Friday, 18 September 2015

Periods 3,4 Friday, September 18, 2015

Good Morning and Happy Friday!

Reminder: Short writing piece due Monday on SMOKE SIGNALS compared/contrasted to one of the textbook selections we read so far this trimester.

Today:


We'll be working in the Media Center at the computers (Blue Lab):
 
Read the short story “The Shawl” by Louis Eldrich that can be found online at http://www.newyorker.com/magazine/2001/03/05/the-shawl-2
The story is approximately 4 word-processed pages long.
1. Read the first two half of the story (approximately ½); then answer the first set of questions (word process your answers so that you will be able to print and turn in):
1. Having read the first paragraph, what kind of mother is Aanakwad? What kind of wife is she? How can you tell?
2. What kind of sibling and daughter is the oldest sister? How can you tell?
3. Who does she take with her?
4. Who does she leave behind?
5. What object does the older sister have with her?
6. The father is sick, how do you know this? Do you think that it would have been expressed better through this description or through direct telling? What effect does the expression have on you as a reader?
7. There is foreshadowing in the first part of this story. What is foreshadowed? Something good or bad? How can you tell?
Now read the remaining part of the story silently; then answer the following questions:
A.    What are the black shadows?
B.    Do you think the narrator blames them or mankind?

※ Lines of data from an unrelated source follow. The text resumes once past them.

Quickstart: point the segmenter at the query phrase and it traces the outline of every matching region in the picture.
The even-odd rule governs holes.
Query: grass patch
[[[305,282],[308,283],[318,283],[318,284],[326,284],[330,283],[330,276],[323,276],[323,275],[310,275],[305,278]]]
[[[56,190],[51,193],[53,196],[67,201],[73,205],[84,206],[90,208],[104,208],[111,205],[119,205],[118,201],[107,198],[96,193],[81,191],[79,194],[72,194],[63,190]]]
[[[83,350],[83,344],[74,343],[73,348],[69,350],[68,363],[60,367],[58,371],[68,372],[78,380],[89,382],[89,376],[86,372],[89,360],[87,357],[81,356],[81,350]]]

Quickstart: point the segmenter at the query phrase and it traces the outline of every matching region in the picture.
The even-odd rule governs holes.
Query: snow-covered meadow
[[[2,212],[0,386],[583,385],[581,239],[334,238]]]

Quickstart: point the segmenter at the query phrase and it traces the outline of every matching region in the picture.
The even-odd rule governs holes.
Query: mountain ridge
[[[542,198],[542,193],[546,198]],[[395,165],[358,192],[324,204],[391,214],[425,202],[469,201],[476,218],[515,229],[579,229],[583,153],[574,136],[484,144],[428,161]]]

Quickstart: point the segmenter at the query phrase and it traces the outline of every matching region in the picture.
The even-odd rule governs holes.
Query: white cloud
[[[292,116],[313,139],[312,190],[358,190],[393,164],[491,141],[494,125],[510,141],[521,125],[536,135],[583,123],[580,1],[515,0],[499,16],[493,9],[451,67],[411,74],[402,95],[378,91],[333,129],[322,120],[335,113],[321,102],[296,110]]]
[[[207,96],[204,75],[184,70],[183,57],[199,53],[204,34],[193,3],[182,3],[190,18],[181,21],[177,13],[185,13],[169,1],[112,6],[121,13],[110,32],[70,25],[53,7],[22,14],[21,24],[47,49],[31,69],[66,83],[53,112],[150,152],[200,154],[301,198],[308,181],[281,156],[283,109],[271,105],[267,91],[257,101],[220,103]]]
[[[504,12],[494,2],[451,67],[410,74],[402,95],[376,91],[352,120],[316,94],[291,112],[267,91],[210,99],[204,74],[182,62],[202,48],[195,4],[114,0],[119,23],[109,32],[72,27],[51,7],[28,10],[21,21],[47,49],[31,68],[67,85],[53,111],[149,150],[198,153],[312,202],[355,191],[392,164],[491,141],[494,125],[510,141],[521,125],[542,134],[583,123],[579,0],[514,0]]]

Why?
C.    What happened to the sister?
D.   What alerts the little boy that something has happened to his sister? (The answer here is the shawl, which is important to point out since it is a central object in the story)
E.    What does the father fear that Aanakwad did to the oldest sister?
F.    How is this crime similar to that committed against the little boy?
G.   At the end of page 3 the narrator turns to first person. Who do you think is speaking? Why do you think there is a change in narration? What does this do for the story?
H.   What is ishkobe waboo? How do you know?
I.      How is this new narrator similar to the oldest sister from the previous story?
J.     What does the narrator think of the father? What kind of parent is this father?
K.   What does the narrator decide to do about his father?
L.    Why is the shawl important to this new story? What happens to it? What was its primary focus in the story? (Here, might want to focus on how the shawl carries more meaning than a piece of clothing. Also, may want to talk on the fact that it ties in two separate stories together.)